The Weekly Gazette, August 24, 1889
The Monument Fire
Sunday about 11 a.m. the residence and harness shop of L.M. McFarland & Son was discovered to be on fire, and at one o’clock was entirely consumed. The flames soon communicated to the Delmonico restaurant, from there to Husted Bros.’ feed store, and in less than two hours all were burned to the ground. By vigorous work the blaze was confined to the buildings mentioned, although fully one-half the town was indirectly exposed. The hard fight was to save Dr. Bonnet’s residence and drug store on the west, the Dunshee block across the street south and Dennis Whalen’s blacksmith and wagon shop on the east. Water was poured on and wet blankets put on the roofs and sides of the buildings, still they were badly scorched, and the glass front of the Dunshee block was completely destroyed. The alarm of fire was given soon after service began at the church, and the whole congregation, including the minister, came down and worked with a will so that all the contents of the restaurant and most of the stock in the feed store were saved.

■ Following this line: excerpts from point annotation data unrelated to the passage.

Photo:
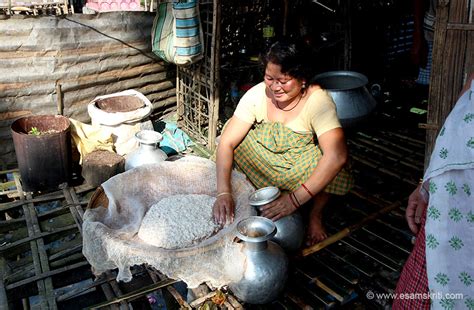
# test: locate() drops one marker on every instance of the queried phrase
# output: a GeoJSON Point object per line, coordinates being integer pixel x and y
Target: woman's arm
{"type": "Point", "coordinates": [234, 133]}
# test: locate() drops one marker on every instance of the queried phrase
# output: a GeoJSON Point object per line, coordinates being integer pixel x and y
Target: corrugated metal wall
{"type": "Point", "coordinates": [48, 60]}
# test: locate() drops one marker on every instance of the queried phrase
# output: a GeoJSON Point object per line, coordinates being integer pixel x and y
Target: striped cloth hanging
{"type": "Point", "coordinates": [177, 33]}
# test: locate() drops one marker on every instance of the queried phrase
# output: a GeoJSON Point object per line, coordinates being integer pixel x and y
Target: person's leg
{"type": "Point", "coordinates": [316, 232]}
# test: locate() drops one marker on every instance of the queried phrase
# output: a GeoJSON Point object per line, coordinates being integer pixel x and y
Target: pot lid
{"type": "Point", "coordinates": [263, 196]}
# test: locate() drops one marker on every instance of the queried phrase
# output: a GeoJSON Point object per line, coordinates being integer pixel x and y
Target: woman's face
{"type": "Point", "coordinates": [283, 86]}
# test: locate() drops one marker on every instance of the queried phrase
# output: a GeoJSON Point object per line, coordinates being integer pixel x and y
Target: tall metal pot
{"type": "Point", "coordinates": [266, 266]}
{"type": "Point", "coordinates": [290, 229]}
{"type": "Point", "coordinates": [348, 89]}
{"type": "Point", "coordinates": [148, 151]}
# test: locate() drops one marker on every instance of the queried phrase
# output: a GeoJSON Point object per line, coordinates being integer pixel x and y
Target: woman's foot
{"type": "Point", "coordinates": [316, 232]}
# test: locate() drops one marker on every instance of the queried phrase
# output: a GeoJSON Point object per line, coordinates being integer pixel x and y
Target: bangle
{"type": "Point", "coordinates": [222, 194]}
{"type": "Point", "coordinates": [293, 202]}
{"type": "Point", "coordinates": [307, 190]}
{"type": "Point", "coordinates": [294, 196]}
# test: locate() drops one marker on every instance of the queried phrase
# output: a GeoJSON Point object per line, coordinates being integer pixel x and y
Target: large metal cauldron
{"type": "Point", "coordinates": [266, 264]}
{"type": "Point", "coordinates": [348, 89]}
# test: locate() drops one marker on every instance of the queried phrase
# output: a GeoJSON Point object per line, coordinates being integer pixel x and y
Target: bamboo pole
{"type": "Point", "coordinates": [136, 294]}
{"type": "Point", "coordinates": [347, 231]}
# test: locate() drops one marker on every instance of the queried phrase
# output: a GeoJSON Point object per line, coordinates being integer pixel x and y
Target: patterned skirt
{"type": "Point", "coordinates": [273, 155]}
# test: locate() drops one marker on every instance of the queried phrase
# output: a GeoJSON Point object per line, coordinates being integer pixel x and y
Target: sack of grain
{"type": "Point", "coordinates": [111, 237]}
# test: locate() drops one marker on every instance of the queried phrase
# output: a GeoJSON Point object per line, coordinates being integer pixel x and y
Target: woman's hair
{"type": "Point", "coordinates": [293, 56]}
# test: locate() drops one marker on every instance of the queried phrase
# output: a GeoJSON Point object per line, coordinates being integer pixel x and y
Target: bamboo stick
{"type": "Point", "coordinates": [346, 231]}
{"type": "Point", "coordinates": [137, 293]}
{"type": "Point", "coordinates": [3, 292]}
{"type": "Point", "coordinates": [41, 276]}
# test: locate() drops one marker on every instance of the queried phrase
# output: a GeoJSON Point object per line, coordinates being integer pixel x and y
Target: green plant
{"type": "Point", "coordinates": [34, 131]}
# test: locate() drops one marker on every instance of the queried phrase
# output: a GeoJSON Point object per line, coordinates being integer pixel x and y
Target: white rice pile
{"type": "Point", "coordinates": [179, 221]}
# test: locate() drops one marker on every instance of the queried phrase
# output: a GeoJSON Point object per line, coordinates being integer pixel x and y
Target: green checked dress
{"type": "Point", "coordinates": [272, 154]}
{"type": "Point", "coordinates": [285, 155]}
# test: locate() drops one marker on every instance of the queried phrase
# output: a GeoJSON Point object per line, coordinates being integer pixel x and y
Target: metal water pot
{"type": "Point", "coordinates": [290, 229]}
{"type": "Point", "coordinates": [148, 151]}
{"type": "Point", "coordinates": [348, 89]}
{"type": "Point", "coordinates": [266, 264]}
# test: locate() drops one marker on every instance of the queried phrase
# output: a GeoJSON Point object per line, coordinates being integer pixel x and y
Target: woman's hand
{"type": "Point", "coordinates": [278, 208]}
{"type": "Point", "coordinates": [416, 205]}
{"type": "Point", "coordinates": [223, 209]}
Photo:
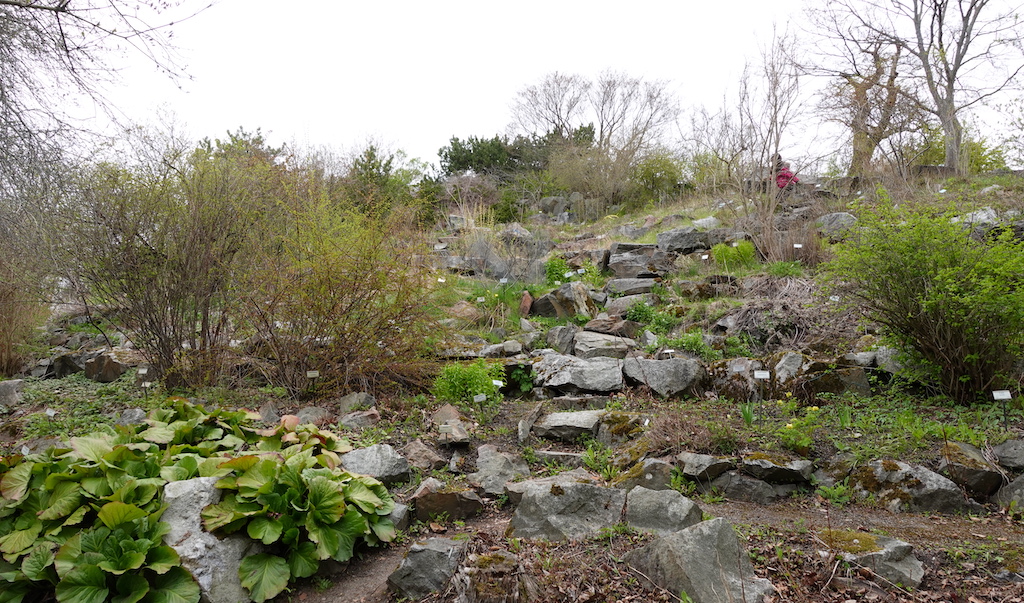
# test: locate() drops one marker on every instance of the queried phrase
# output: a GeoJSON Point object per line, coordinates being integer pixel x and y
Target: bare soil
{"type": "Point", "coordinates": [968, 559]}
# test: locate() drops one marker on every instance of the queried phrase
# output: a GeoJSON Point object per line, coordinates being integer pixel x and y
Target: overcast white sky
{"type": "Point", "coordinates": [413, 74]}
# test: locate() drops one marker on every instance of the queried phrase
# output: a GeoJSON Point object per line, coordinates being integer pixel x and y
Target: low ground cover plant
{"type": "Point", "coordinates": [83, 522]}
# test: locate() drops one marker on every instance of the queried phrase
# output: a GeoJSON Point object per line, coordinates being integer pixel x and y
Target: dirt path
{"type": "Point", "coordinates": [365, 580]}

The ladies in the town deserve special mention. They worked for hours carrying water. Fully half the town was at Palmer Lake attending the Firemen’s picnic when the fire broke out. Agent Warren of the Santa Fe telegraphed to Palmer Lake for help. The Santa Fe company sent a special with the Colorado Springs Hook and Ladder company, but the buildings were all consumed before they arrived. About 7 o’clock the barn of W.B. Walker was discovered to be on fire, but the prompt assistance of the citizens with their pails of water put the fire out before any damage was done.
It is estimated the loss will reach thirty-five hundred dollars. The Walker building in which was situated the restaurant and feed store estimated a loss of $1200; no insurance. L.M. McFarland, loss $1000; insurance on building and stock, $700. Husted Bros. on stock, $200; no insurance. The Dunshee block and Dr. Bonnet’s building about $1100.